API¶

Overview¶

Pygount provides a simple API to integrate in other tools. This however is currently still a work in progress and subject to change.

Here’s an example on how to analyze one of pygount’s own source codes:

>>> from pygount import SourceAnalysis
>>> SourceAnalysis.from_file("pygount/analysis.py", "pygount")
SourceAnalysis(path='pygount/analysis.py', language='Python', group='pygount', state=analyzed, code_count=509, documentation_count=141, empty_count=117, string_count=23)

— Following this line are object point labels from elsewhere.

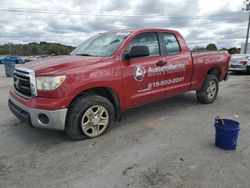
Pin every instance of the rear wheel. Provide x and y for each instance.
(208, 93)
(88, 117)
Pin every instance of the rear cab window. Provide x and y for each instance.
(146, 39)
(171, 43)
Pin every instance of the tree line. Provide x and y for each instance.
(34, 48)
(213, 47)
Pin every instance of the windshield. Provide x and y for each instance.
(102, 45)
(239, 56)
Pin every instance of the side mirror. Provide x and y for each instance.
(137, 51)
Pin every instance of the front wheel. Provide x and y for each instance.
(88, 117)
(208, 93)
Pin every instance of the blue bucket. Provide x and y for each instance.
(226, 133)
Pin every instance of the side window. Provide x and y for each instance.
(146, 39)
(171, 43)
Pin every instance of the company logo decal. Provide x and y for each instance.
(139, 73)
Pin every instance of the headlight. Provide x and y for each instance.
(49, 82)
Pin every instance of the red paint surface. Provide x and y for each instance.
(113, 72)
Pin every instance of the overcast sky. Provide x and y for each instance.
(200, 21)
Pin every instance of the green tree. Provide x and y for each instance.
(211, 47)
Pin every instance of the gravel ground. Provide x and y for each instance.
(165, 144)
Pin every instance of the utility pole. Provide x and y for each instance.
(10, 48)
(247, 3)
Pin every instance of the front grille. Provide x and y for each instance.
(22, 82)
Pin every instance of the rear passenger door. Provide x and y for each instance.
(179, 65)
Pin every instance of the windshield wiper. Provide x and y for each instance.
(84, 54)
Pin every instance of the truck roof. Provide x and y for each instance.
(147, 30)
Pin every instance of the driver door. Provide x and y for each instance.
(141, 82)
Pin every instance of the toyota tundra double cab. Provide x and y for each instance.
(84, 92)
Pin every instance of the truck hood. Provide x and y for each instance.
(52, 65)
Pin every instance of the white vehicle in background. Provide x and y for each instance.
(240, 63)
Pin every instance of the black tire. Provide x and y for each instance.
(205, 96)
(77, 111)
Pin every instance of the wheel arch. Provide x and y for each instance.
(107, 93)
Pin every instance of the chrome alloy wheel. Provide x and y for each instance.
(211, 89)
(95, 120)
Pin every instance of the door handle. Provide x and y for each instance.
(161, 63)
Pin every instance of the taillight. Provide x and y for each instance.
(243, 62)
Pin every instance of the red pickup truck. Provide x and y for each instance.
(83, 93)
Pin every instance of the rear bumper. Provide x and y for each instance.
(49, 119)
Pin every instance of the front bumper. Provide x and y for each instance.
(49, 119)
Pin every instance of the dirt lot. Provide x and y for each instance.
(164, 144)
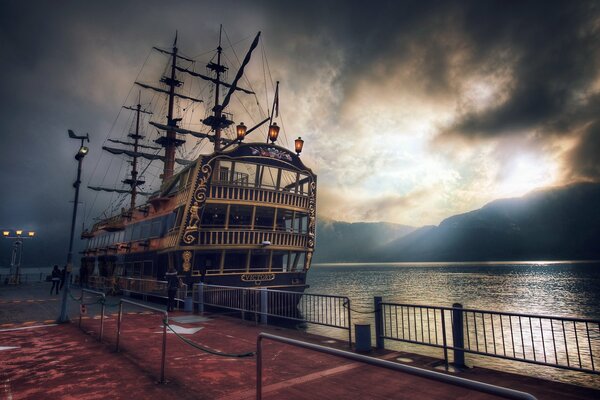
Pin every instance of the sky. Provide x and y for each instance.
(411, 111)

Information about multiple source files can be summarize using ProjectSummary:

First, set up the summary:

>>> from pygount import ProjectSummary
>>> project_summary = ProjectSummary()

Next, find some files to analyze:

>>> from glob import glob
>>> source_paths = glob("pygount/*.py") + glob("*.md")
>>> source_paths
['pygount/command.py', 'pygount/analysis.py', 'pygount/write.py', 'pygount/__init__.py', 'pygount/xmldialect.py', 'pygount/summary.py', 'pygount/common.py', 'pygount/lexers.py', 'README.md', 'CONTRIBUTING.md', 'CHANGES.md']

Then analyze them:

>>> for source_path in source_paths:
...     source_analysis = SourceAnalysis.from_file(source_path, "pygount")
...     project_summary.add(source_analysis)

Finally, take a look at the information collected, for example by printing the values of ProjectSummary.language_to_language_summary_map

>>> for language_summary in project_summary.language_to_language_summary_map.values():
...   print(language_summary)
...
LanguageSummary(language='Python', file_count=8, code=1232, documentation=295, empty=331, string=84)
LanguageSummary(language='markdown', file_count=3, code=64, documentation=0, empty=29, string=14)

Reference¶

Pygount counts lines of source code using pygments lexers.

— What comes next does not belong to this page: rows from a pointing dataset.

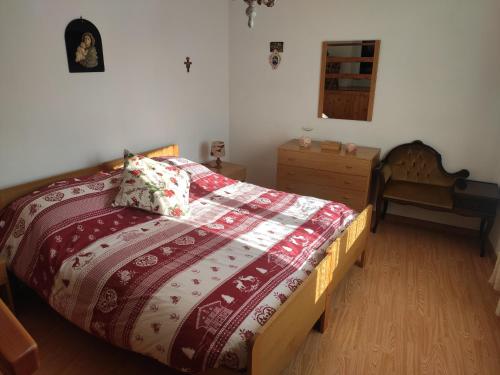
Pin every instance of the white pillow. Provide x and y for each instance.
(153, 186)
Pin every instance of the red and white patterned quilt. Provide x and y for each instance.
(190, 292)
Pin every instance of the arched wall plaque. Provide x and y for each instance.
(83, 47)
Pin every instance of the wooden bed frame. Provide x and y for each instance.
(275, 345)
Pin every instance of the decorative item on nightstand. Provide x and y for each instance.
(305, 140)
(218, 150)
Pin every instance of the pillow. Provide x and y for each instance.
(153, 186)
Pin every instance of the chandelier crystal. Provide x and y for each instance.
(251, 12)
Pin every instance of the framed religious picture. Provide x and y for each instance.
(83, 47)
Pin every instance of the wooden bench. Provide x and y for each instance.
(413, 173)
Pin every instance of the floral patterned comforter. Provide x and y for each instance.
(190, 292)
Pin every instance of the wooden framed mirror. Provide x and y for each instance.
(348, 79)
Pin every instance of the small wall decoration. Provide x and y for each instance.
(83, 47)
(188, 63)
(275, 57)
(276, 46)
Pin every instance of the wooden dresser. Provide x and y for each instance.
(336, 176)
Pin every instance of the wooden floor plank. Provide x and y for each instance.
(421, 305)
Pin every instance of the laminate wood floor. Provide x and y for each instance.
(421, 305)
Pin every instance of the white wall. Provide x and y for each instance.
(53, 121)
(438, 79)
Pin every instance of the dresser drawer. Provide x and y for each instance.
(325, 161)
(321, 177)
(352, 198)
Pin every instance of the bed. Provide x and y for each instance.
(236, 285)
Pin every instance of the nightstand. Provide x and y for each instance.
(230, 170)
(477, 199)
(4, 284)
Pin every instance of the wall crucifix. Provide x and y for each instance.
(188, 64)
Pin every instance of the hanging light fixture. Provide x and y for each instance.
(251, 12)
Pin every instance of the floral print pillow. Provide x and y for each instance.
(153, 186)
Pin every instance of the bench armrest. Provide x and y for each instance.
(18, 350)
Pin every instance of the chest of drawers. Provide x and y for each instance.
(336, 176)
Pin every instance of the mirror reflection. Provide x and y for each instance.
(348, 76)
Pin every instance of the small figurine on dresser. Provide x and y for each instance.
(351, 148)
(305, 140)
(218, 150)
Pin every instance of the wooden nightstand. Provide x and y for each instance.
(477, 199)
(230, 170)
(4, 284)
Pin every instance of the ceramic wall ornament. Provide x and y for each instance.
(275, 57)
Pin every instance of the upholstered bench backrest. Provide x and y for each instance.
(419, 163)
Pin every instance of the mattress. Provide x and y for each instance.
(190, 292)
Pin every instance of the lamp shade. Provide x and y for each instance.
(218, 149)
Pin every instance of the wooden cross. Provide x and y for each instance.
(188, 64)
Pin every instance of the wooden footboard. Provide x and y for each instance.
(280, 338)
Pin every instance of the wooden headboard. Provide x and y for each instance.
(11, 193)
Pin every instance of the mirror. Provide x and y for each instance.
(348, 79)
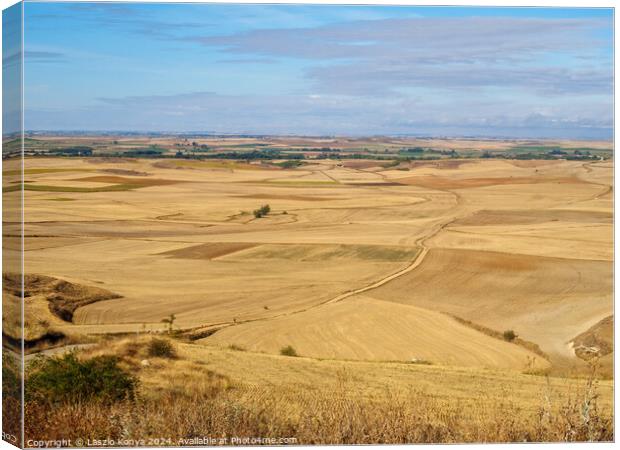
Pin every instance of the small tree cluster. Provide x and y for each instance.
(510, 335)
(262, 211)
(288, 351)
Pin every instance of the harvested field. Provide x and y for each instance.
(505, 246)
(208, 251)
(597, 341)
(145, 182)
(545, 300)
(436, 182)
(363, 328)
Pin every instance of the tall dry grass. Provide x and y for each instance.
(216, 407)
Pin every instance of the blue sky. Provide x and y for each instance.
(319, 70)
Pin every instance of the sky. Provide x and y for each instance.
(319, 69)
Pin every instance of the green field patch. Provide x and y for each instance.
(297, 183)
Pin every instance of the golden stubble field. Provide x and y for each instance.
(426, 263)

class pygount.DuplicatePool¶

A pool that collects information about potential duplicate files.

duplicate_path(source_path: str) → str | None¶

Path to a duplicate for source_path or None if no duplicate exists.

Internally information is stored to identify possible future duplicates of source_path.

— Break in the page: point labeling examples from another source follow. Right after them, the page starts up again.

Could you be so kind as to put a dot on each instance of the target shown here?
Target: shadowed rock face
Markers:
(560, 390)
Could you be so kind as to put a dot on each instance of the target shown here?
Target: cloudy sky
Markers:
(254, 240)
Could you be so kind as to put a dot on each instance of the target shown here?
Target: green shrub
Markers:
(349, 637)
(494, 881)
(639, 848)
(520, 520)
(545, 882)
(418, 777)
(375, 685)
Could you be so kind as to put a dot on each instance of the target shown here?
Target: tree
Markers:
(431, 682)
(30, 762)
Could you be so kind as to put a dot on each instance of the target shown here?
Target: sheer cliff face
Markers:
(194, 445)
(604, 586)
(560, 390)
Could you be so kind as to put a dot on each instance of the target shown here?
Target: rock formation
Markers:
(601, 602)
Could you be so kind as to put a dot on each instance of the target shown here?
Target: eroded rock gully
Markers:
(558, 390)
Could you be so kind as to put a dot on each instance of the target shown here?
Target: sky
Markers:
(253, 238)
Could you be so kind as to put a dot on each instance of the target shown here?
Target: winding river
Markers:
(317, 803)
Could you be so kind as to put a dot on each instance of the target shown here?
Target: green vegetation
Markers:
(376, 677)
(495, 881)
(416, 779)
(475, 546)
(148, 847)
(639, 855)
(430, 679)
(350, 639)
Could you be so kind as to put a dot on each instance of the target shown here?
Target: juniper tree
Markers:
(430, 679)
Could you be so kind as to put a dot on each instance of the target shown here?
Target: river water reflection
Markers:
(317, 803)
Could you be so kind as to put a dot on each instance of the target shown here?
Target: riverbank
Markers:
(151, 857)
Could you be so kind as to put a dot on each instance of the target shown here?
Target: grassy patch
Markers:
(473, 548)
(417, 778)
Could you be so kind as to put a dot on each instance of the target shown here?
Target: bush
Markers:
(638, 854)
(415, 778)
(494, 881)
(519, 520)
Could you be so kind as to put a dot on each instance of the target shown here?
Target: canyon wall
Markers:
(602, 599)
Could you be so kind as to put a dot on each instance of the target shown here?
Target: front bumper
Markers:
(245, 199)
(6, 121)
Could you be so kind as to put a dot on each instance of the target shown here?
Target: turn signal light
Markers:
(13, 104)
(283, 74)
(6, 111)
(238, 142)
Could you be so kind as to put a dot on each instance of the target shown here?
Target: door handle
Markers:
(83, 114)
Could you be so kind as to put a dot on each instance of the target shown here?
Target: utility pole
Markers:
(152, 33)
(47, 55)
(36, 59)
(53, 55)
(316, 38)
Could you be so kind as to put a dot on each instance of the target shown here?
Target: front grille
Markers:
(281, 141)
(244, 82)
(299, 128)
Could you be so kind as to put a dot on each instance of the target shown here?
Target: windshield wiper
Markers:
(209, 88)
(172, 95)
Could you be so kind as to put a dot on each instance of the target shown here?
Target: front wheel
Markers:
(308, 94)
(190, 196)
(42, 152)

exception pygount.Error¶: Error to indicate that something went wrong during a pygount run.

class pygount.LanguageSummary(language: str)¶

Summary of a source code counts from multiple files of the same language.

add(source_analysis: SourceAnalysis) → None¶: Add counts from source_analysis to total counts for this language.

property code_count: int¶: sum lines of code for this language

property code_percentage: float¶: percentage of lines containing code for this language across entire project

property documentation_count: int¶: sum lines of documentation for this language

property documentation_percentage: float¶: percentage of lines containing documentation for this language across entire project

property empty_count: int¶: sum empty lines for this language

property empty_percentage: float¶: percentage of empty lines for this language across entire project

property file_count: int¶: number of source code files for this language

property file_percentage: float¶: percentage of files in project

property is_pseudo_language: bool¶: True if the language is not a real programming language

property language: str¶: the language to be summarized

property line_count: int¶: sum count of all lines of any kind for this language

sort_key() → Hashable¶: sort key to sort multiple languages by importance

property source_count: int¶: sum number of source lines of code

property source_percentage: float¶: percentage of source lines for code for this language across entire project

property string_count: int¶: sum number of lines containing strings for this language

property string_percentage: float¶: percentage of lines containing strings for this language across entire project

exception pygount.OptionError(message, source=None)¶: Error to indicate that a value passed to a command line option must be fixed.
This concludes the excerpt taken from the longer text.